Le directeur d'un lycée a affirmé à l'AFP avoir demandé au personnel de faire profil bas et de respecter à la lettre les directives gouvernementales.
"Tout le monde est très prudent... si (un sujet) a un caractère politiquement sensible, alors nous le contournons", a reconnu ce directeur ayant requis l'anonymat.
- Moins qualifiés -
Les autorités rejettent l'idée d'une vague migratoire et font valoir que différentes raisons ont conduit les enseignants à quitter leur poste, invoquant notamment des départs en retraite.
Selon le ministre de l'Education, les écoles fonctionnent globalement bien et il y a suffisamment de professeurs qualifiés pour compenser un taux de départs "légèrement supérieur".
Un récent sondage effectué auprès de 140 écoles montre que chaque établissement a perdu en moyenne 32 élèves et sept enseignants au cours de l'année écoulée.
Le journal local Ming Pao a épluché ses petites annonces et constaté qu'au moins 200 écoles étaient encore à la recherche d'enseignants fin juillet, alors que les années précédentes, la plupart des postes vacants étaient pourvus fin mai.
Les administrateurs affirment que certaines écoles sont contraintes d'embaucher des personnes moins qualifiées.
L'éducation est loin d'être le seul secteur touché par la fuite des cerveaux.

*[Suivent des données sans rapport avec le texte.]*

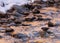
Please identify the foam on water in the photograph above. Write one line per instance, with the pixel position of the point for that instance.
(7, 4)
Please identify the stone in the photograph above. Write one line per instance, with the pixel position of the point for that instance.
(30, 19)
(20, 36)
(40, 19)
(9, 30)
(50, 24)
(36, 11)
(21, 9)
(45, 29)
(29, 6)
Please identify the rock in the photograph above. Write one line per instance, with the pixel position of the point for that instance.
(45, 29)
(2, 30)
(25, 24)
(21, 9)
(47, 19)
(20, 36)
(30, 19)
(40, 19)
(29, 6)
(36, 11)
(1, 37)
(50, 24)
(9, 30)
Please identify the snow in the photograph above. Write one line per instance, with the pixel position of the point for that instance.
(7, 4)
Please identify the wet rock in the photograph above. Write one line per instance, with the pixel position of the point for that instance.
(40, 19)
(26, 13)
(47, 19)
(18, 14)
(3, 21)
(21, 9)
(2, 30)
(20, 36)
(1, 37)
(30, 6)
(9, 30)
(25, 24)
(36, 11)
(45, 29)
(30, 19)
(50, 24)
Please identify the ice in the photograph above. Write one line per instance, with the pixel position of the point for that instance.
(7, 4)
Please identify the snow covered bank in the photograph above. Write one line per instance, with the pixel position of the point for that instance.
(7, 4)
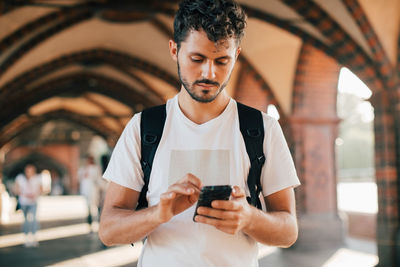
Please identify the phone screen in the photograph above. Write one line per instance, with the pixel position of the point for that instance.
(210, 193)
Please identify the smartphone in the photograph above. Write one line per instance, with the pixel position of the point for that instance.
(212, 192)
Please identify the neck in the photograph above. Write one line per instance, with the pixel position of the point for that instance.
(199, 112)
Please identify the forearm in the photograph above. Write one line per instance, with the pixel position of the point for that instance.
(123, 226)
(277, 228)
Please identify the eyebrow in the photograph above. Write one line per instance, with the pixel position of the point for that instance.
(201, 55)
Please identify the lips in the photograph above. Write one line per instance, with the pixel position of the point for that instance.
(206, 85)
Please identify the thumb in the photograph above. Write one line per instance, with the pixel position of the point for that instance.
(167, 198)
(238, 192)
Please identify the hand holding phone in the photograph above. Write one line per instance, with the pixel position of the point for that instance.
(210, 193)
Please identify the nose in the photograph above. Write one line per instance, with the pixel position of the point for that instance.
(208, 70)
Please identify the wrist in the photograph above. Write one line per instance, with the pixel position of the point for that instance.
(251, 216)
(159, 214)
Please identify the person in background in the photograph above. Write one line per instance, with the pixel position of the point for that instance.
(28, 187)
(89, 176)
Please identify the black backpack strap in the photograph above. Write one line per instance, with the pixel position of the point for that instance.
(252, 129)
(151, 129)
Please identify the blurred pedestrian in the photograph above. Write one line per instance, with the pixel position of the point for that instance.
(28, 186)
(89, 176)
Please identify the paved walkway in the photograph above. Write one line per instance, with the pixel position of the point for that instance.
(66, 240)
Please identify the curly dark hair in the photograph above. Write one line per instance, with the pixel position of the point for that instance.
(220, 19)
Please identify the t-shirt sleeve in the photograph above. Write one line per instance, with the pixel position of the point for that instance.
(278, 171)
(124, 167)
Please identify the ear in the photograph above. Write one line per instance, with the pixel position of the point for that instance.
(173, 50)
(238, 50)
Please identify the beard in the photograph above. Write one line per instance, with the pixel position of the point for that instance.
(204, 96)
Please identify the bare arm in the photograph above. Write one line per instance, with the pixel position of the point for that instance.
(277, 227)
(121, 224)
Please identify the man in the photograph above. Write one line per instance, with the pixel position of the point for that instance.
(201, 145)
(28, 187)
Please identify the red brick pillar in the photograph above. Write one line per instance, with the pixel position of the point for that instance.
(387, 176)
(314, 125)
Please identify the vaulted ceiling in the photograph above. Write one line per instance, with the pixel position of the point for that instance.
(98, 62)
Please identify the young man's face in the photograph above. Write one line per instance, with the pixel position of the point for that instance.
(204, 67)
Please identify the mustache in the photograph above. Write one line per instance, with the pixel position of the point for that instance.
(206, 81)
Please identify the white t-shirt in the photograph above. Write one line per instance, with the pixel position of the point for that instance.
(215, 152)
(29, 189)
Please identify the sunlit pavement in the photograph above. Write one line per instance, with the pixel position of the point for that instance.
(66, 240)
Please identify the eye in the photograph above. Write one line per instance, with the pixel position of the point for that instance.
(222, 61)
(197, 59)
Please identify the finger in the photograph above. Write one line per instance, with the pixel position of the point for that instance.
(238, 192)
(225, 205)
(183, 189)
(192, 179)
(218, 214)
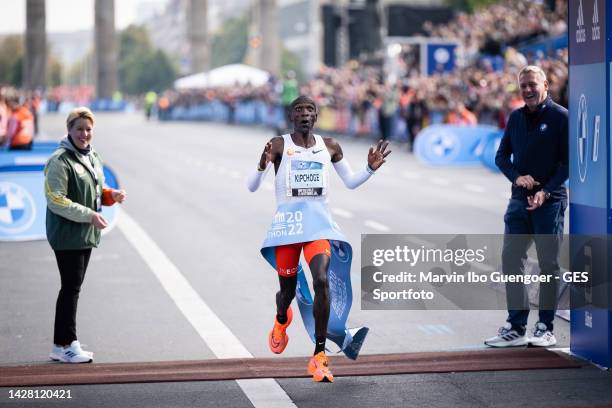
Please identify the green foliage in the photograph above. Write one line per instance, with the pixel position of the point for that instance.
(11, 60)
(54, 72)
(229, 45)
(141, 67)
(291, 62)
(469, 5)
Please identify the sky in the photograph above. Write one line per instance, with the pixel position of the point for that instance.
(71, 15)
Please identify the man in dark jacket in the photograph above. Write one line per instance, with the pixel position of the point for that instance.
(537, 140)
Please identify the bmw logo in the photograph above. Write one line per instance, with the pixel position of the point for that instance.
(17, 210)
(438, 146)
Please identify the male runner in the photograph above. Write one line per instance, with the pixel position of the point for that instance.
(301, 163)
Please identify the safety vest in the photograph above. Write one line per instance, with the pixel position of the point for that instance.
(24, 131)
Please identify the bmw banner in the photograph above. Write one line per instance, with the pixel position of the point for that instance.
(442, 145)
(23, 205)
(590, 72)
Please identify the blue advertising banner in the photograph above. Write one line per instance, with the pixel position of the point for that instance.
(440, 58)
(589, 133)
(442, 145)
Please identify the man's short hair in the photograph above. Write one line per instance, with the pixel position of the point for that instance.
(81, 112)
(532, 69)
(302, 99)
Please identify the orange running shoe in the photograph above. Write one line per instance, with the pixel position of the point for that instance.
(278, 339)
(318, 367)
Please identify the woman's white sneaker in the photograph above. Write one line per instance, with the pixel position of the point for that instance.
(542, 337)
(71, 354)
(507, 337)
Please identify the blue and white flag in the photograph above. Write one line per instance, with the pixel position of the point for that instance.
(310, 221)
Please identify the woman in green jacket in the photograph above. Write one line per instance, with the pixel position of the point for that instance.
(74, 188)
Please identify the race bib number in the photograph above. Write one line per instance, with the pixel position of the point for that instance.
(306, 178)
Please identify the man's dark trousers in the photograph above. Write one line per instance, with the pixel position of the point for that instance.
(544, 226)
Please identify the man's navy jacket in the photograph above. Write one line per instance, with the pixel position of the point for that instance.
(538, 143)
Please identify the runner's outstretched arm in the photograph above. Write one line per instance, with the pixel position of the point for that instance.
(267, 156)
(255, 179)
(376, 158)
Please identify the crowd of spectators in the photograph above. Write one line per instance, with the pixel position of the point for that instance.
(481, 89)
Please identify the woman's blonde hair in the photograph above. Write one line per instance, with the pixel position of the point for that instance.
(79, 113)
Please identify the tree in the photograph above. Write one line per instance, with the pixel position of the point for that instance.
(11, 60)
(54, 72)
(229, 45)
(291, 62)
(141, 67)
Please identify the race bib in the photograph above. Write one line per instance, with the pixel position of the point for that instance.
(305, 178)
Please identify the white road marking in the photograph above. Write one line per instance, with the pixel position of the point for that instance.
(440, 181)
(377, 226)
(217, 336)
(474, 188)
(411, 175)
(342, 213)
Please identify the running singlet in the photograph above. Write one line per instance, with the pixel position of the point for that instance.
(303, 173)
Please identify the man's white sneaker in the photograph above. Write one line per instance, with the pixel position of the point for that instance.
(542, 337)
(71, 354)
(507, 337)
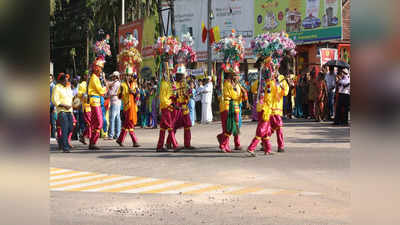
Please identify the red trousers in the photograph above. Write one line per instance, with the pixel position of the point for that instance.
(262, 132)
(223, 138)
(166, 123)
(87, 117)
(127, 127)
(180, 121)
(276, 125)
(59, 132)
(96, 124)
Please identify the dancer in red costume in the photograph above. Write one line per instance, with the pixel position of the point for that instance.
(279, 89)
(167, 108)
(231, 97)
(95, 90)
(264, 109)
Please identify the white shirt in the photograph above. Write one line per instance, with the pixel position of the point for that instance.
(199, 90)
(344, 85)
(330, 79)
(206, 97)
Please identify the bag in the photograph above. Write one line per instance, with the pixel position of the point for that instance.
(231, 125)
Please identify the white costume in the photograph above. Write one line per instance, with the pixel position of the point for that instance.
(206, 99)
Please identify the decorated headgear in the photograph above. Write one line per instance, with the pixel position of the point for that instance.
(129, 56)
(186, 53)
(273, 47)
(181, 69)
(130, 70)
(228, 68)
(115, 74)
(231, 48)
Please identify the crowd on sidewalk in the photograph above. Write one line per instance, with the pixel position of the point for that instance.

La population active de la ville a chuté d'environ 6% depuis 2018 pour atteindre 3,75 millions de personnes, selon les derniers chiffres officiels, le chiffre le plus bas depuis près d'une décennie.
La nouvelle génération d'enseignants pèse désormais le pour et le contre, à l'image de Mak, 23 ans, diplômé de l'université qui a passé un an à enseigner l'anglais dans une école secondaire sans avoir le diplôme de professeur.
"Je vais continuer à enseigner mais pas nécessairement à long terme", a-t-il ajouté.
Mak a le sentiment d'avoir peu d'emprise sur l'évolution de sa profession: "Soit vous vous soumettez, soit vous démissionnez", soupire-t-il.